Have you been facebooked? Where not to look for an answer!

Have you been facebooked? Where not to look for an answer!

Update 1: As expected, the website in question has been taken down as of 7PM CT, Tuesday April 6 2021

Update 2: Some readers pointed out that HIBP is doing the same thing. That is correct. Actually, in the case of HIBP, they are sending the actual phone number, without obfucation, in a GET request! But I guess thats the point? HIBP, unlike this website, is not making a incorrect claim that it will not have access to your phone number!

Original Post

Internet is an interesting place! A ship blocks the suez canal and someone quickly builds a website to answer one simple question in everyone’s mind: is the ship still stuck? (https://istheshipstillstuck.com/). Yayy! A win for the internet!

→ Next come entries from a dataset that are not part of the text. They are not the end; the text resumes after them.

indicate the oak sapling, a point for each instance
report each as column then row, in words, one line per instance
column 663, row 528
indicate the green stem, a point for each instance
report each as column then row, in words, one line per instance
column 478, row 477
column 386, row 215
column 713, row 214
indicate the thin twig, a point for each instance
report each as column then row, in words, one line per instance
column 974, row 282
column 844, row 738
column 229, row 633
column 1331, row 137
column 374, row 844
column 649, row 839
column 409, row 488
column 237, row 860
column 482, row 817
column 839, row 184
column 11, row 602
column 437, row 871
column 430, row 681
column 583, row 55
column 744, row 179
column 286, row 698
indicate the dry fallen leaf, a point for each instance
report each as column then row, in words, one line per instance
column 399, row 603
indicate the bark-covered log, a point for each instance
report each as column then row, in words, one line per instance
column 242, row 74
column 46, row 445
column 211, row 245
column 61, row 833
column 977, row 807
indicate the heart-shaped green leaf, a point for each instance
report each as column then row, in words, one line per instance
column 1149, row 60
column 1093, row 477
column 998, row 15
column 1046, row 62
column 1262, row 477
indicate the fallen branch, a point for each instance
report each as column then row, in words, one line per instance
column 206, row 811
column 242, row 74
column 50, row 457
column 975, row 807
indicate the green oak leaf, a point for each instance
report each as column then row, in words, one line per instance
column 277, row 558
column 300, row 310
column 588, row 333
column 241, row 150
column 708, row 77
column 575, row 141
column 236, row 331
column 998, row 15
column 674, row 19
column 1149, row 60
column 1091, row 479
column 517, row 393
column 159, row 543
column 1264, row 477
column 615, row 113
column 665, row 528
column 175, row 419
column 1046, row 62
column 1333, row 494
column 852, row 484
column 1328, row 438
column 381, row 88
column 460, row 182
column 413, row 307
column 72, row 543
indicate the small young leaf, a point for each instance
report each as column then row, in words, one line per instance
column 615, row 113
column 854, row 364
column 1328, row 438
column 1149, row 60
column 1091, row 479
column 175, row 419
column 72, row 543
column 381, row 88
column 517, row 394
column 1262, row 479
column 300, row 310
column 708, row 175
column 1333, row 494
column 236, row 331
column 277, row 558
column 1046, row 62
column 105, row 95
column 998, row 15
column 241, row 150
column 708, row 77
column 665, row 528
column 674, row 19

A week later, troves of Facebook data gets leaked and someone builds a website to answer one simple question in everyone’s mind: have I been Facebooked? (https://haveibeenfacebooked.com/) Yayy!? Err… maybe, kinda, actually it depends on how you treat your phone number.

Before we continue, you may ask: how can I find out if my data has been leaked in the Facebook breach? The answer is: use HIBP, or https://haveibeenpwned.com/. They’ve got the technical (and social) bits of this process right!

What gets sent back to server

The claim made at the website is that your phone number never leaves the browser. That is absolutely correct. Also, that means nothing.

Have I been facebooked yet

In this example below, I provide +1(111)111-1111 as my phone number. On a cursory look, what leaves the browser when I press the “Search” button looks like some sort of a cryptographic hash.

Have I been facebooked yet

Does it pass a quick smell test? Spoiler Alert: No

The authors of this website have access to this string. Just asking google what that string means suffices here. No rainbow tables, no GPU crackers, no reverse engineering. As google helpfully states, the string that gets sent to the backend is a SHA256 hash of the phone number. In this case, google correctly shows the preimage of that hash is 11111111111

Have I been facebooked yet

The verdict

It only takes a little effort to pre-compute all the phone numbers and their corresponding hashes to create a hash->phone number dictionary. Given there are only half a billion records in the leak, such a computation might just take a couple of seconds on an average laptop.

If you don’t care about your phone number being available to the developers - which by the way is perfectly fine - then go ahead and plug in your number.

Epilogue

The claim by the website that the phone numbers entered are not being sent to the backend gives a false sense of privacy. The fact is that what gets sent to the backend can be trivially reversed to the original phone number.